SMART control of the Mars Oxygen ISRU Experiment and implications for support of crewed Mars exploration missions
Forrest Meyen, PhD Candidate, Man Vehicle Laboratory
As humankind expands its footprint in the solar system, it is increasingly important to make use of Earth-independent resources to make these missions economically feasible and sustainable. In-Situ Resource Utilization (ISRU), the science of ‘living off the land’, unlocks potential destinations by harvesting local resources and significantly reducing the amount of resources that need to be launched from Earth. Carbon dioxide is an example of a planetary resource that comprises nearly 96% of the Martian atmosphere, and can be utilized to produce oxygen for propulsion and life support. The Mars Oxygen ISRU Experiment (MOXIE) is a payload being developed by MIT and NASA JPL for the Mars 2020 mission. MOXIE will be the first demonstration of oxygen production from the Martian atmosphere. MOXIE will prove the solid oxide electrolysis (SOXE) technology needed for supplying oxidizer for a Mars Ascent Vehicle to enable a human expedition to Mars in the 2030s.

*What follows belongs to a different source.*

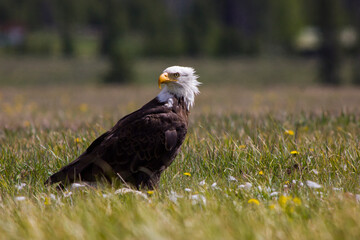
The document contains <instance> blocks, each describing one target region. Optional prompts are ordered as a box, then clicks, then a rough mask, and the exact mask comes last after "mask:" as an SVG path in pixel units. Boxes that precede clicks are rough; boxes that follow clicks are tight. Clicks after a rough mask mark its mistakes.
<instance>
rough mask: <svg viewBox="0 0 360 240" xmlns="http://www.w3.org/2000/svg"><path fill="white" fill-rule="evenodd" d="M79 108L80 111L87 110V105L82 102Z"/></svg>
mask: <svg viewBox="0 0 360 240" xmlns="http://www.w3.org/2000/svg"><path fill="white" fill-rule="evenodd" d="M79 109H80V111H81V112H87V110H88V106H87V104H86V103H82V104H80V106H79Z"/></svg>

Rigorous characterization of the SOXE cells was used to create a multi-domain physical system model of MOXIE called SimSitu. This model was used to develop the Safe Margin Active Reduction Tracking (SMART) control algorithm to safely maximize oxygen production for MOXIE. The combined SimSitu and SMART control model serves as a basis for trade studies of an atmospheric ISRU system to support a crewed Mars mission.